Curtain to rise on $6-million Empress Theatre revival
MONTREAL – The Empress Theatre would be reborn as a venue for Montreal’s vibrant music scene, an institute for analog film heritage and a gathering place where Montrealers can drink, dine and enjoy a breathtaking view from a green rooftop terrace, under a proposal from a Notre Dame de Grâce community organization.
“We’re pretty excited about the proposal,” said Jason Hughes, treasurer and board member of the Empress Cultural Centre.
On Wednesday evening, the centre will unveil a $6-million plan to revive the theatre at 5560 Sherbrooke St. W. as a self-financing cultural complex.
The group is submitting the scheme to the Côte des Neiges-Notre Dame de Grâce borough, which has called for proposals for redeveloping the heritage theatre facing Girouard Park.
Several unnamed investors are behind the proposed redevelopment, which must be self-financing under rules set by the borough, Hughes said.
The proposal reflects broad input from local residents, he said.
“It’s been interesting to hear people’s hopes for that place, and to say, yeah, we should have that kind of live performance space, that we can support that kind of thing,” Hughes said.
Last year, the C.D.N.-N.D.G. borough took back the Egyptian-style theatre, built in 1927, from the Empress Cultural Centre, saying the centre had failed to come up with a viable plan to redevelop the building in the 12 years it had been in charge of the aging landmark.
But organizers protested that the centre’s new board, elected in September 2010, had not had time to bring the project to fruition.
In January, the borough called for proposals for the building. Proposals must focus on a cultural vocation and be financially self-supporting, Borough Mayor Michal Applebaum said.
The heritage theatre offers exciting possibilities for tapping into Montreal’s cultural effervescence, said award-winning architect Talia Dorsey, who conceived the Empress Cultural Centre’s proposal.
Dorsey, a Montreal native who trained at Princeton and MIT, worked under famed architect and urban theorist Rem Koolhaas in the Netherlands on projects including modernization of the Hermitage museum in St.
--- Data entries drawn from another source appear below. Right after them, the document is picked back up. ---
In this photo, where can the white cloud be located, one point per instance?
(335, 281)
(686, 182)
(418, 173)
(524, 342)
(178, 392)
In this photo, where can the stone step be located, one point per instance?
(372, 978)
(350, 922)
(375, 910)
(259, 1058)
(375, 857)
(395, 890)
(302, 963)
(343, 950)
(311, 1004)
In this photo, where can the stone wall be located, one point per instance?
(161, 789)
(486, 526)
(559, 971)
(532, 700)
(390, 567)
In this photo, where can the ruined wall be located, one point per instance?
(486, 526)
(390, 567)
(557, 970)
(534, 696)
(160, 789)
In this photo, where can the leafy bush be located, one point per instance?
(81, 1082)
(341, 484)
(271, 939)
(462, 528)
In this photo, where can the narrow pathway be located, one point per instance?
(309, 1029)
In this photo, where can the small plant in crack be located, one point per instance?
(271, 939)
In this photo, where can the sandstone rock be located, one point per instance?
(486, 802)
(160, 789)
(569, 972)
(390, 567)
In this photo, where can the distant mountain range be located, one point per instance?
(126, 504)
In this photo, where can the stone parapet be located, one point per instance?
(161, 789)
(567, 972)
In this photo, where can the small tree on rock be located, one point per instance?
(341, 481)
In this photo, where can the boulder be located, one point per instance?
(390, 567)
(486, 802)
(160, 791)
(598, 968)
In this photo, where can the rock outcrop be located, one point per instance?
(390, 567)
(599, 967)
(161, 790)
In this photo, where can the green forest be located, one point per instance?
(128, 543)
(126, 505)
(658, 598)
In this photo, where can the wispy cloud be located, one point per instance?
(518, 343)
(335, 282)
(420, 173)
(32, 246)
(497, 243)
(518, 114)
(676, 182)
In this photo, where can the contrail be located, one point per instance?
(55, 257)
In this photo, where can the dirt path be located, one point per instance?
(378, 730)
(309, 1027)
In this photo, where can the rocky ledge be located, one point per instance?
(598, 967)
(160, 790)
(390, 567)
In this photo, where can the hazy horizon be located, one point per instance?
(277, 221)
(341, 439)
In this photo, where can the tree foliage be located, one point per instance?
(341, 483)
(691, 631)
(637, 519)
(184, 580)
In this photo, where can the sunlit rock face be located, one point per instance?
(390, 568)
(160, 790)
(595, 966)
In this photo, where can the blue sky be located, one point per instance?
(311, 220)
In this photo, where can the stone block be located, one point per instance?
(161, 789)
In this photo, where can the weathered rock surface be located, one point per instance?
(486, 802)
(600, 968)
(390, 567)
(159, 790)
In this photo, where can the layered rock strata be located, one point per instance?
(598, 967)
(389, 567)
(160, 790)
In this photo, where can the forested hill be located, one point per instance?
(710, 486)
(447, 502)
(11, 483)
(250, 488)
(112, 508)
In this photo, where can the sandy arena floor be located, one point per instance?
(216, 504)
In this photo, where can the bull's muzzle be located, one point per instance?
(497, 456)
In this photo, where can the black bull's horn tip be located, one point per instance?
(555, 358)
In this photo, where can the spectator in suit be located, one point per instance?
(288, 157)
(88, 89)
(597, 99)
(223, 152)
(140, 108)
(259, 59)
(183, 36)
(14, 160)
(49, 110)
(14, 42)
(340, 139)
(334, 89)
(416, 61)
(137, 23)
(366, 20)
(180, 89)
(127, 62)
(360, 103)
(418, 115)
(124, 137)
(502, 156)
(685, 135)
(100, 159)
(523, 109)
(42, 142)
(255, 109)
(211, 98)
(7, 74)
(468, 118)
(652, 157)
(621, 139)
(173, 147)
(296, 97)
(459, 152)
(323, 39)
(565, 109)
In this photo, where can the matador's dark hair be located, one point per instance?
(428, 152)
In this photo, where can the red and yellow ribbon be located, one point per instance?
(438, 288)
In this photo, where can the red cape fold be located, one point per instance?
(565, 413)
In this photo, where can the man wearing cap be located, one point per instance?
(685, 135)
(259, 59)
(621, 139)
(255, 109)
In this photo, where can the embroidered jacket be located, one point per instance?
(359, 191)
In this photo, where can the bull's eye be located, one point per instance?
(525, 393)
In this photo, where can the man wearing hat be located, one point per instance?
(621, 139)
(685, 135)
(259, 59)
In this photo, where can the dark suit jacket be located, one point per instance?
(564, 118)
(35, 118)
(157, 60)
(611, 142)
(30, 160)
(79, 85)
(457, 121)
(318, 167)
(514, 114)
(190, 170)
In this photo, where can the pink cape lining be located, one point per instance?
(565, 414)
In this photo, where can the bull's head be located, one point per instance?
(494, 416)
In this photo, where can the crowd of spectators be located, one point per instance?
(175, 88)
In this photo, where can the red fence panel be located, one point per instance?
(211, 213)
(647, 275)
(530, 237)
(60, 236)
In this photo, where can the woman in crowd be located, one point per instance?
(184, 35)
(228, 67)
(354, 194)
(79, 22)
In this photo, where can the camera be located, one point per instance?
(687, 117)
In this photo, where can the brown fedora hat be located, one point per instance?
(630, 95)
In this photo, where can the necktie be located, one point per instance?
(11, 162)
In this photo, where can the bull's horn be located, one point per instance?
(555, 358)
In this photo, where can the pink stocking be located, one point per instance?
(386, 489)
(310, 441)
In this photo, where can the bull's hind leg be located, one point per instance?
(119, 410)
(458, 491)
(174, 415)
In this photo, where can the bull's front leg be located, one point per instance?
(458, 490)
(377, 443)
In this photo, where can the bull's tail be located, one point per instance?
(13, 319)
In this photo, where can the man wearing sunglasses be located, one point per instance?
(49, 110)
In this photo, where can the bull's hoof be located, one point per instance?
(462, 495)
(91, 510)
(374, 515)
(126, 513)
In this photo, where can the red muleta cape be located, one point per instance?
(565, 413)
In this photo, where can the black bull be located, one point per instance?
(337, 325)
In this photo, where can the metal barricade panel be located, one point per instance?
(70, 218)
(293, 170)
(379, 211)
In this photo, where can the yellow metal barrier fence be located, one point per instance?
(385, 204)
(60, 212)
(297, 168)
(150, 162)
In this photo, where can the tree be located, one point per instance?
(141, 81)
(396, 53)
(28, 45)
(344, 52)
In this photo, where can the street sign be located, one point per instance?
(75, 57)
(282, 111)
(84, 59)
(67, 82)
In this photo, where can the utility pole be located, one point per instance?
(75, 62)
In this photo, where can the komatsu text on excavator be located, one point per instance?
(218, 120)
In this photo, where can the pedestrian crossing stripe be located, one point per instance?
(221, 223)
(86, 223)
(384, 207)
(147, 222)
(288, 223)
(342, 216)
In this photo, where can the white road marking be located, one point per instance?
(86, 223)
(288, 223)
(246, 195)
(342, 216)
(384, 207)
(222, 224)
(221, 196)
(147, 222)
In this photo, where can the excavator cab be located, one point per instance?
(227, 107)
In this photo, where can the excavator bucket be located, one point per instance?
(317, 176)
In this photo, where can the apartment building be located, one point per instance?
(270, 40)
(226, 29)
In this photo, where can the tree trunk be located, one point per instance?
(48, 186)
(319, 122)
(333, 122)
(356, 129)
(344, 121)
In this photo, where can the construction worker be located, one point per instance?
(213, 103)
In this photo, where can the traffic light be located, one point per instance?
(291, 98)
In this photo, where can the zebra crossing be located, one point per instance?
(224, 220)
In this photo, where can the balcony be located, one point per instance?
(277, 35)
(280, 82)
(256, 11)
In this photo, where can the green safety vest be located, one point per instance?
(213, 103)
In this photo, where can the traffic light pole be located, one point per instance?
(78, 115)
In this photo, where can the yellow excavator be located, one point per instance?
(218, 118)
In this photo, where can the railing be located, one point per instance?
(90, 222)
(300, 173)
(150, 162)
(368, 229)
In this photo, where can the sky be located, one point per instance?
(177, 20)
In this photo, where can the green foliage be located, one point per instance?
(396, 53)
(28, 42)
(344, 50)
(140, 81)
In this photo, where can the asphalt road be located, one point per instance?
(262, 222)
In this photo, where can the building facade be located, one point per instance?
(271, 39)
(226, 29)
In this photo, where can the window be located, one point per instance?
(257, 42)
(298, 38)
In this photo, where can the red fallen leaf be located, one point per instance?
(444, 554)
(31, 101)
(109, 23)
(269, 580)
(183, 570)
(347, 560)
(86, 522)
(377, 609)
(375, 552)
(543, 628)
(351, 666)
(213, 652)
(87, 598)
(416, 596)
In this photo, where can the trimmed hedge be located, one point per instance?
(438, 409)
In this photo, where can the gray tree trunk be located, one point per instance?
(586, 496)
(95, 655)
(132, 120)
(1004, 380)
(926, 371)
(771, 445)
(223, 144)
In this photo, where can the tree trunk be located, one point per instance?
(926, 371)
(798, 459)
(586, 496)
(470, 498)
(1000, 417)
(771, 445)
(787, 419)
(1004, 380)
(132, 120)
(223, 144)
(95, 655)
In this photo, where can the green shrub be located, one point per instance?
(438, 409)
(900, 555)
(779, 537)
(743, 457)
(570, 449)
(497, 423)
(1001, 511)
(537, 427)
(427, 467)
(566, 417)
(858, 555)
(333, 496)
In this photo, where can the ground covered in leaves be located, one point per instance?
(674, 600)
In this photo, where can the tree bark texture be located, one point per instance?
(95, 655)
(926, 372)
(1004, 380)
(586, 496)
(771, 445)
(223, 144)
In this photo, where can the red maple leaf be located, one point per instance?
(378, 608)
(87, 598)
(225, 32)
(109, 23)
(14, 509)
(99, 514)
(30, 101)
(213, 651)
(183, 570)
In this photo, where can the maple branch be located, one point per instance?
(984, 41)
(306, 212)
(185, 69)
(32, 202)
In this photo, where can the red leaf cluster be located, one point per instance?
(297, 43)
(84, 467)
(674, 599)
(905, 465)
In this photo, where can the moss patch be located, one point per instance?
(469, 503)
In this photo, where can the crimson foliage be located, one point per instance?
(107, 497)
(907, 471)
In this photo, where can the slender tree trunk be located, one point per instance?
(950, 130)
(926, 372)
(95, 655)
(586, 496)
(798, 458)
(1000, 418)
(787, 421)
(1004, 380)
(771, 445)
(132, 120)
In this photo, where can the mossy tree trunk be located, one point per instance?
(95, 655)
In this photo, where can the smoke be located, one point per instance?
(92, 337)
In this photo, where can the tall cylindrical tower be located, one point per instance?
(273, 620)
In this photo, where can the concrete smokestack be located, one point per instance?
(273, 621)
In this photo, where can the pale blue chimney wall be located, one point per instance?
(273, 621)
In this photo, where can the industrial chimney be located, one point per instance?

Petersburg.
She noted N.D.G. is one of Canada’s most artistic districts, after the Plateau, Outremont and Old Montreal, according to a 2005 study by Hill Strategies Research Inc. N.D.G. has five times as many people working in the arts as the national average, she noted.
The study found Montreal is Canada’s most creative city, with five of the country’s 10 most creative neighbourhoods.
The Empress, the only surviving Egyptian-style theatre in Canada, is the ideal setting for a cultural venue serving the entire west end of the city, Dorsey said.
“On a cultural level, there’s real appreciation for that kind of aura and authenticity,” she said.
Under the centre’s proposal, the revitalized theatre would house both live performance and film screenings, serve the city’s thriving recording industry as a venue for live recordings and commemorate the age of the silver screen as a showcase for and research institute on analog (celluloid) film.
An in-house restaurant and café would promote urban agriculture projects by featuring local products.
A rooftop garden would include a terrace for small weddings and other events. Musicians and other visitors could rent short-term accommodation on upper floors of the renovated theatre.
Remembered by many as the Cinema V repertory theatre, the long-vacant art deco building was bought by the city in 1999.
In February, Héritage Montréal listed the Empress as one of the city’s 10 most important endangered heritage sites.
François Puchin, a borough communications officer, said officials will not comment on any of the proposals before the winning design is selected. The deadline for submitting proposals is Friday.
An evaluation committee will choose the winning proposal on June 1 and the borough council will approve the choice on June 26.
The Empress Cultural Centre will unveil its proposal at a meeting Wednesday at 7 p.m. at the Coop La Maison Verte, 5785 Sherbrooke St. W.